Quant à l’hypothèse d’un écart de production positif en fin de période, il est toujours possible de la faire. Ce peut être l’objet d’un grand débat entre économistes. Le Haut Conseil estime cependant que cette hypothèse serait plutôt optimiste. Elle repose sur le raisonnement qui veut, qu’à moyen terme, les hypothèses soient généralement établies à partir des contraintes d’offre, et non de demande, la dynamique des éléments de demande étant plus difficilement prévisible à cet horizon. Honnêtement, au-delà de 2020 ou 2021, personne n’en sait rien ; nous entrons dans un débat entre économistes.

Cela peut cependant avoir des conséquences. Le Gouvernement fait l’hypothèse que, après la fermeture de l’écart de production, la demande sera plus dynamique que l’offre. Si cette hypothèse est neutre pour le calcul du déficit structurel, ce n’est pas vrai pour le déficit effectif. L’écart est de 0,6 point dans le sens favorable. Il en va de même pour la trajectoire de la dette publique, dont l’évolution est présentée sous un jour plus favorable, de l’ordre de 1 à 1,5 point.

Mme Bénédicte Peyrol. Monsieur le président du Haut Conseil, vous étiez venu nous voir en juillet, en votre qualité de Premier président de la Cour des comptes, pour nous présenter votre rapport sur la situation et les perspectives des finances publiques. Dans ce rapport, il était pointé le détournement de la réserve de précaution. En principe destinée à faire face à des aléas de gestion, elle avait vu son usage détourné pour faire face à des sous-budgétisations. Aujourd’hui, nous voyons la volonté du Gouvernement de rebudgétiser ce qui avait été sous-budgétisé, ce qui témoigne d’une volonté de sincérité.

Vous parlez de la maîtrise des dépenses. Cette réserve en est un outil. Un plancher est fixé dans la loi. Auriez-vous une recommandation, quant à la fourchette de taux, pour que cette maîtrise des dépenses soit effective ?

M. Patrick Hetzel. Je n’aborderai qu’un point, celui du projet de loi de financement de la sécurité sociale. Dans votre analyse, vous soulignez que « des risques significatifs existent sur la réalisation des économies prévues dans le champ des administrations publiques ». Pouvez-vous nous détailler les risques précisément identifiés par vous, quelle est leur nature ? Sur cette base, nous pourrons interroger les ministres tout à l’heure.

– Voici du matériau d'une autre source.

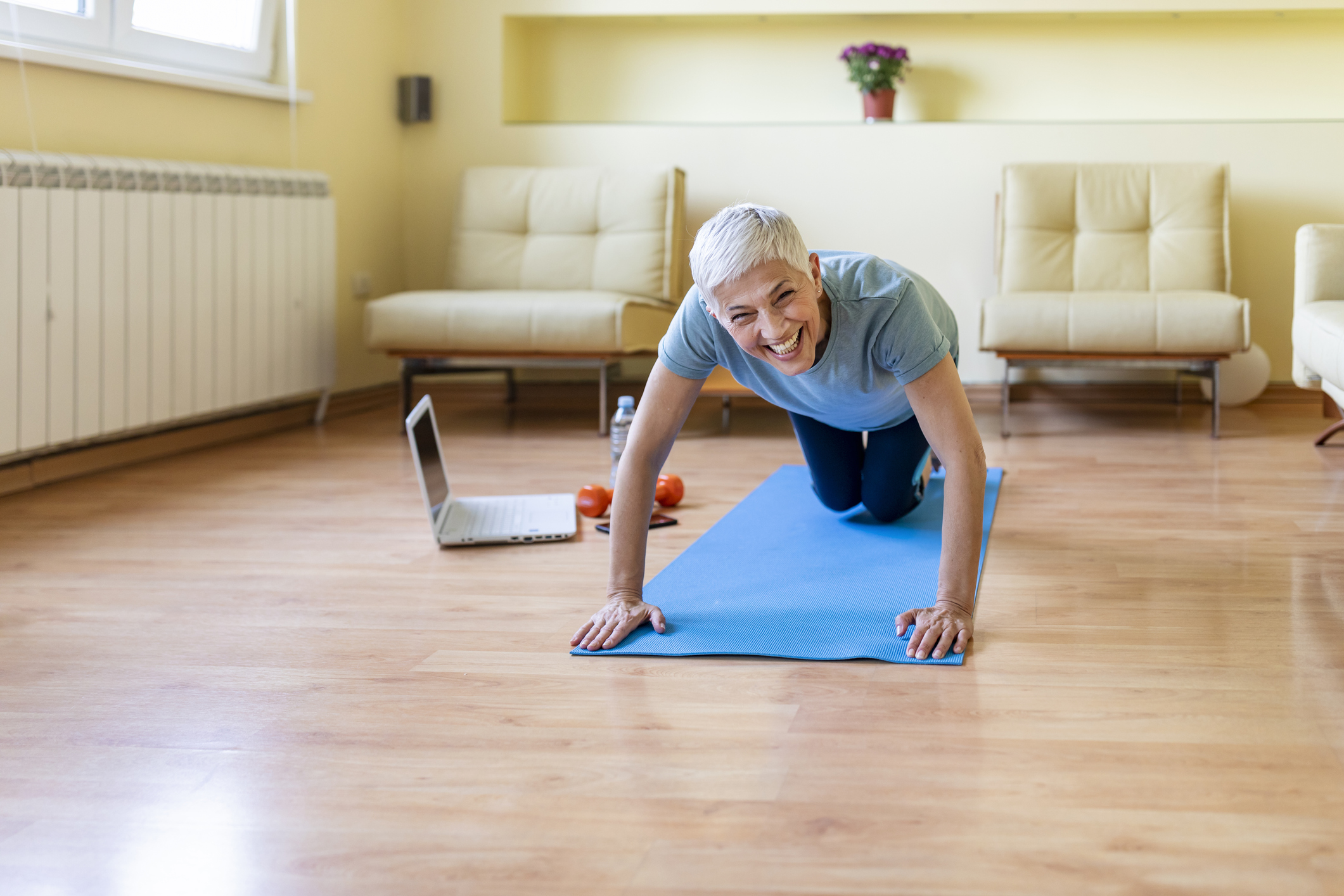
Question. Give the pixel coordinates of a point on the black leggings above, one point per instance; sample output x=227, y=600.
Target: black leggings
x=883, y=476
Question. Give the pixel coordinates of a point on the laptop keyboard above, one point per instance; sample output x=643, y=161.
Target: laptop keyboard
x=502, y=516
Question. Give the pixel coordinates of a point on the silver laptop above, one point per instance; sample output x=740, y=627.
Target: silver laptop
x=515, y=518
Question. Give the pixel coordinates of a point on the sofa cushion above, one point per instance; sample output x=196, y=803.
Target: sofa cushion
x=1319, y=339
x=516, y=321
x=566, y=229
x=1113, y=227
x=1168, y=323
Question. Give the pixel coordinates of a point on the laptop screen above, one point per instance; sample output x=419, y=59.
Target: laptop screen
x=432, y=466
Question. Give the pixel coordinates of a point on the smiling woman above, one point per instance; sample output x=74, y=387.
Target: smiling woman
x=848, y=344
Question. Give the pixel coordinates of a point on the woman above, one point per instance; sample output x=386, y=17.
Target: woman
x=848, y=344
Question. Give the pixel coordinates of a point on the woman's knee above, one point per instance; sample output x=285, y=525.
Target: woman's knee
x=836, y=495
x=890, y=504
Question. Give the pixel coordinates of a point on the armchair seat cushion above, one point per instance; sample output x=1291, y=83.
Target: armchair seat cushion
x=1319, y=339
x=516, y=321
x=1134, y=323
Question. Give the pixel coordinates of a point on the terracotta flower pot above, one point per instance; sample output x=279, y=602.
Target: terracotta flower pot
x=880, y=105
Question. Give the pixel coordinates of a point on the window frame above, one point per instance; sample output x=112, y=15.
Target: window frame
x=106, y=30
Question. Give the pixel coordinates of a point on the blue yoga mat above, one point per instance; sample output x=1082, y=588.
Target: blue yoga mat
x=784, y=577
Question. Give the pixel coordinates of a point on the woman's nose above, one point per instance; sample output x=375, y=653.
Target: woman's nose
x=774, y=324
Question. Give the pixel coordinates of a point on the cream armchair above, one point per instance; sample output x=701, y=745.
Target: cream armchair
x=1319, y=317
x=1115, y=265
x=550, y=267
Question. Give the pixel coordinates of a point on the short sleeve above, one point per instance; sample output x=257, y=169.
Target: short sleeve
x=912, y=343
x=687, y=349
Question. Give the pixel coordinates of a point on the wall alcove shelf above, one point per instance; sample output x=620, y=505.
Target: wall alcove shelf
x=1230, y=66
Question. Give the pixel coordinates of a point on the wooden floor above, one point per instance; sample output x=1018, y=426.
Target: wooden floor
x=249, y=670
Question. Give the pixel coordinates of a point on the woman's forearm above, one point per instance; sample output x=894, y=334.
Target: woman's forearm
x=663, y=410
x=963, y=527
x=635, y=484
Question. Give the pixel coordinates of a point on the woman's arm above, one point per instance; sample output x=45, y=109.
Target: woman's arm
x=940, y=405
x=663, y=410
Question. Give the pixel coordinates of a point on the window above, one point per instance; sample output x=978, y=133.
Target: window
x=224, y=37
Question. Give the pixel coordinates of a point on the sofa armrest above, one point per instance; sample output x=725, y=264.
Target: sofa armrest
x=1319, y=271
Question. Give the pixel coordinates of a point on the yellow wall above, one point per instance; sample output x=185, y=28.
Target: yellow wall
x=921, y=193
x=349, y=55
x=967, y=68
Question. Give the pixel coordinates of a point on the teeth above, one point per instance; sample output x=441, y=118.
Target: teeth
x=784, y=349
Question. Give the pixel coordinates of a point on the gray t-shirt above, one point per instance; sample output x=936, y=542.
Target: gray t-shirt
x=887, y=327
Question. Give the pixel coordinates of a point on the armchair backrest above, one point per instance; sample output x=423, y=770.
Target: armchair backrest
x=1319, y=264
x=1068, y=227
x=592, y=229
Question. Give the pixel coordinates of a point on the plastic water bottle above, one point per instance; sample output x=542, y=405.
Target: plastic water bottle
x=620, y=430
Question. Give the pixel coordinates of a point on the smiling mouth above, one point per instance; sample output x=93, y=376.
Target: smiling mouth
x=784, y=349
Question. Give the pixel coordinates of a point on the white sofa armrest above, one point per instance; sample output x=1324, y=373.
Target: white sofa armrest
x=1319, y=273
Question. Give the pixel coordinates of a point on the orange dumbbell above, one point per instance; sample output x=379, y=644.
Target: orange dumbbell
x=670, y=489
x=593, y=500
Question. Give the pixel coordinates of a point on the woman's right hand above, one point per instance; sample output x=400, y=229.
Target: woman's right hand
x=621, y=615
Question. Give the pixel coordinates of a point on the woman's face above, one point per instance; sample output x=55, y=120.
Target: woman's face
x=776, y=314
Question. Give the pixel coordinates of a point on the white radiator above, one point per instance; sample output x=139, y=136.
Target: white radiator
x=139, y=293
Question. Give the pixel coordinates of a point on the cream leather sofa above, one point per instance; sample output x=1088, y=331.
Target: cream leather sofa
x=550, y=267
x=1319, y=316
x=1115, y=265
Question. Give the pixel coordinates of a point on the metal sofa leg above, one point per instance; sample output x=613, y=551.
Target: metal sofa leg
x=1218, y=402
x=1003, y=426
x=407, y=376
x=1335, y=428
x=601, y=397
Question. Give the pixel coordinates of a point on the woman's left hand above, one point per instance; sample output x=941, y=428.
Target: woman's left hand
x=937, y=628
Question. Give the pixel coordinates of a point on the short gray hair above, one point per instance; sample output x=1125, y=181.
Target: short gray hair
x=741, y=237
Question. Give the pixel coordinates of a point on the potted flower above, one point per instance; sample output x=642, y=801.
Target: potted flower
x=876, y=69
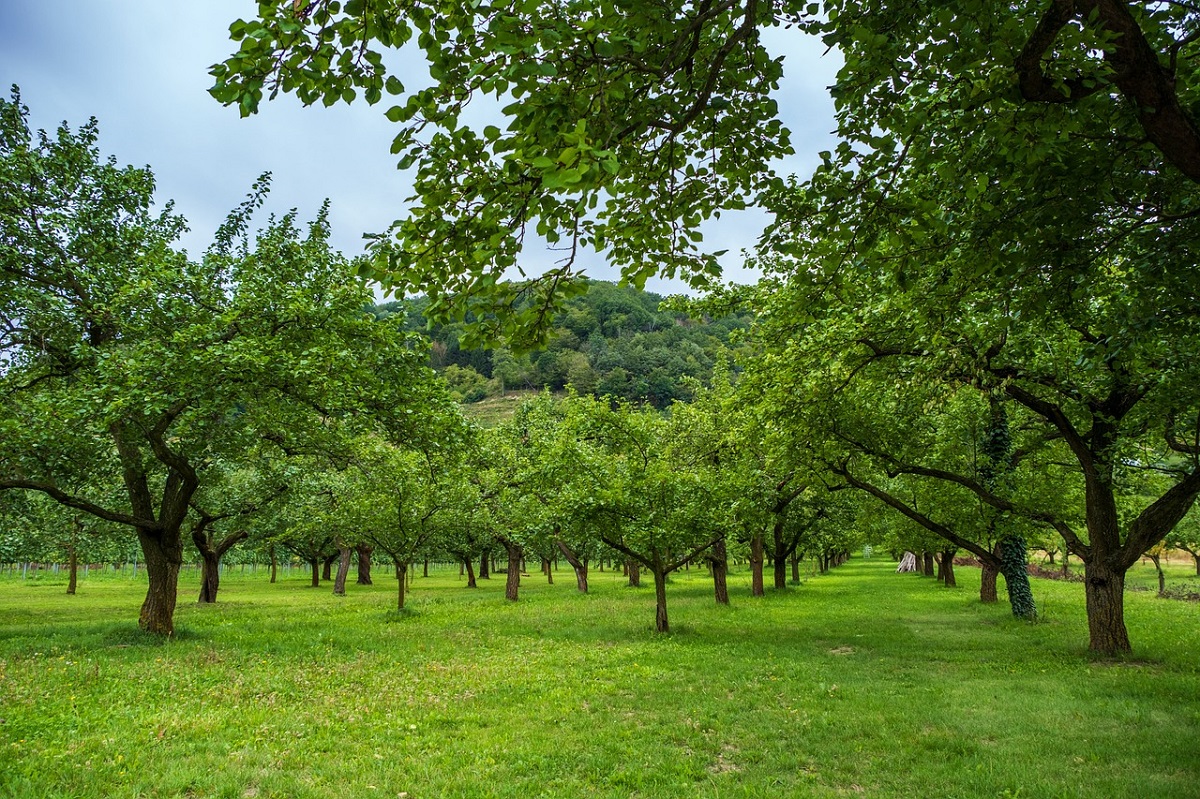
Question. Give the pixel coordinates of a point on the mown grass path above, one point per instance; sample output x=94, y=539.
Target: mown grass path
x=857, y=683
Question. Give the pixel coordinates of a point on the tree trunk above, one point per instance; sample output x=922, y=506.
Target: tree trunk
x=1162, y=580
x=210, y=576
x=514, y=577
x=1017, y=577
x=756, y=558
x=579, y=564
x=720, y=565
x=73, y=569
x=1104, y=590
x=660, y=599
x=401, y=576
x=988, y=582
x=780, y=572
x=364, y=552
x=948, y=569
x=162, y=553
x=343, y=570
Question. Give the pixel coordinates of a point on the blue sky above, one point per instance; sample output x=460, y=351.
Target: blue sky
x=141, y=67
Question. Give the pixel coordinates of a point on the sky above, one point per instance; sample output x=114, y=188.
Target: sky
x=141, y=68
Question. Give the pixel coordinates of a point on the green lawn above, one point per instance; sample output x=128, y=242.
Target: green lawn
x=857, y=683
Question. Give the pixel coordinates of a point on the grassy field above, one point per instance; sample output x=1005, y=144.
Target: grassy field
x=857, y=683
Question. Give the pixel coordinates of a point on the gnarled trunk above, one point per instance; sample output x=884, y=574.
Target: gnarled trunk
x=720, y=565
x=73, y=566
x=514, y=576
x=756, y=558
x=162, y=553
x=343, y=570
x=989, y=572
x=1017, y=577
x=1162, y=578
x=364, y=552
x=948, y=569
x=660, y=600
x=210, y=577
x=1104, y=592
x=579, y=564
x=401, y=576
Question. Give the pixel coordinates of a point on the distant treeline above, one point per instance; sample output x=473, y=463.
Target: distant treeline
x=613, y=340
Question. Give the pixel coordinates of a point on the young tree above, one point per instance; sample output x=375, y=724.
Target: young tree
x=118, y=349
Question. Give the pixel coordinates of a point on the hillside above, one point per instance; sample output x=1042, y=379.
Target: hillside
x=613, y=341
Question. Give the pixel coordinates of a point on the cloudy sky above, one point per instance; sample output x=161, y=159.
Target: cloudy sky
x=141, y=68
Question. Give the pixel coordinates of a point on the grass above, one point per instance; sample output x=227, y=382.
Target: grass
x=858, y=683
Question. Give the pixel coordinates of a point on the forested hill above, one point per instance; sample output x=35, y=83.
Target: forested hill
x=612, y=340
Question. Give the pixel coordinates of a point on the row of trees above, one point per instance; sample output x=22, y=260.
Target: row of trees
x=1007, y=228
x=611, y=341
x=163, y=395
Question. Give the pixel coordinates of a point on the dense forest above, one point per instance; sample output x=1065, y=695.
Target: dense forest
x=611, y=341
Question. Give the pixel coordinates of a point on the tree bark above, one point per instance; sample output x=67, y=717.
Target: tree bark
x=756, y=558
x=988, y=582
x=210, y=559
x=1104, y=592
x=660, y=599
x=635, y=574
x=948, y=569
x=401, y=576
x=343, y=570
x=579, y=564
x=364, y=552
x=720, y=565
x=1017, y=577
x=514, y=575
x=163, y=556
x=780, y=574
x=73, y=569
x=1158, y=568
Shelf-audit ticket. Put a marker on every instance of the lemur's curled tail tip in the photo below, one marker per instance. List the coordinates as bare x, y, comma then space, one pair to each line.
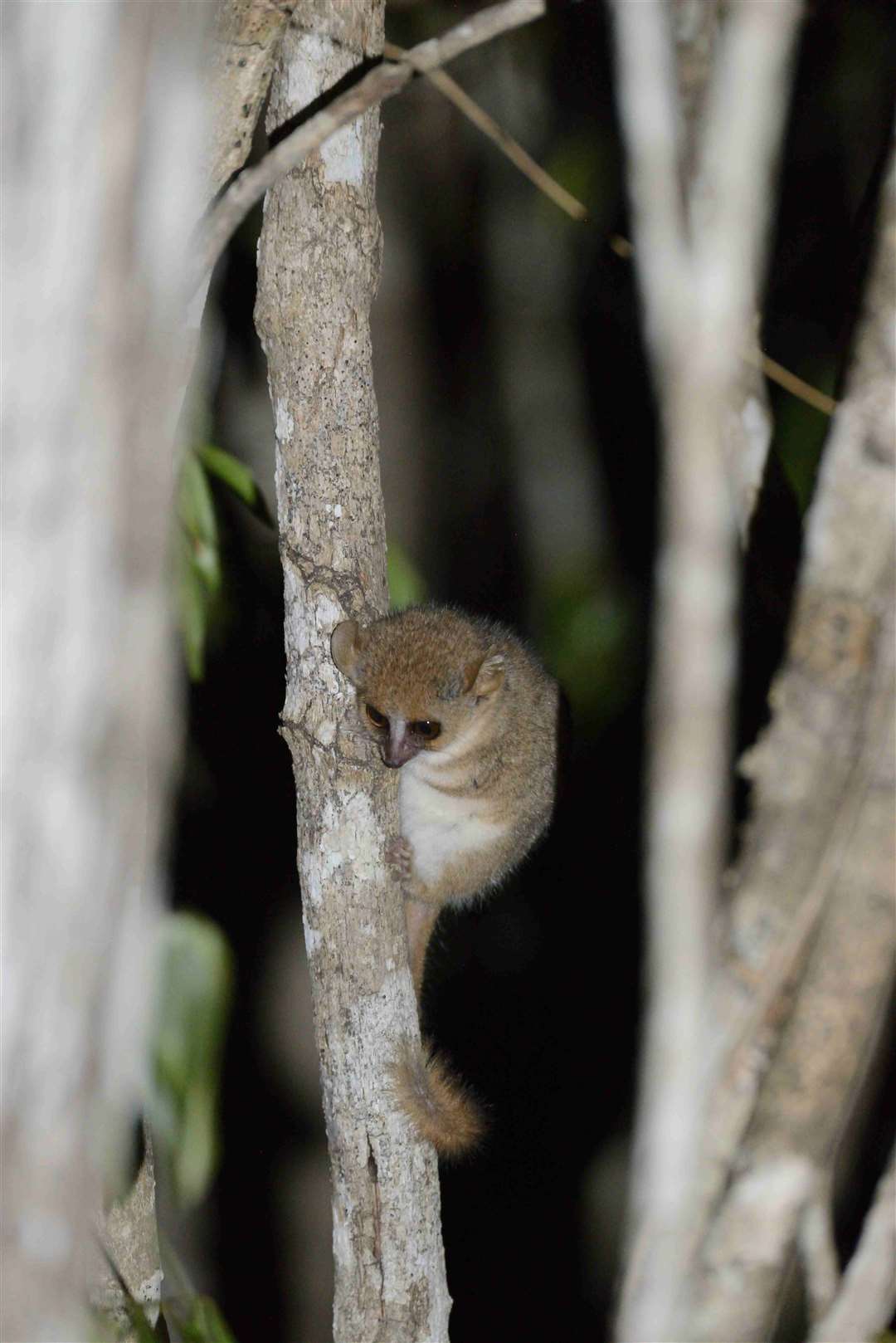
436, 1101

Mme Amélie de Montchalin. Nous vous avions reçu ici pour votre première audition, pendant laquelle nous avions échangé sur le manque de sincérité de la budgétisation de l’exercice 2017, le soi-disant « volontarisme politique » des prévisions macroéconomiques qui ont prévalu depuis des années, et d’un certain irréalisme sur l’estimation de l’écart de production.

Nouvelle majorité, nous souhaitons conduire un exercice sincère et sérieux sur l’ensemble du quinquennat. Nous souhaitons ne pas avoir un recours excessif à la réserve de précaution afin de garantir une exécution budgétaire non polluée par de la régulation budgétaire permanente. Nous souhaitons être lucides sur nos perspectives de croissance et d’inflation. Nous souhaitons surtout être réalistes quant à l’écart de production et donc à l’ampleur des réformes structurelles à mener, en s’appuyant sur un environnement conjoncturel solide, qui soutient ces réformes, au lieu de croire qu’il les rendrait accessoires.

J’en viens à ma question. Nous voulons être moteurs d’une certaine rupture. Retrouvez-vous, dans les documents qui vous ont été transmis, ces éléments de rupture, à la fois dans le pilotage et dans la philosophie budgétaire ?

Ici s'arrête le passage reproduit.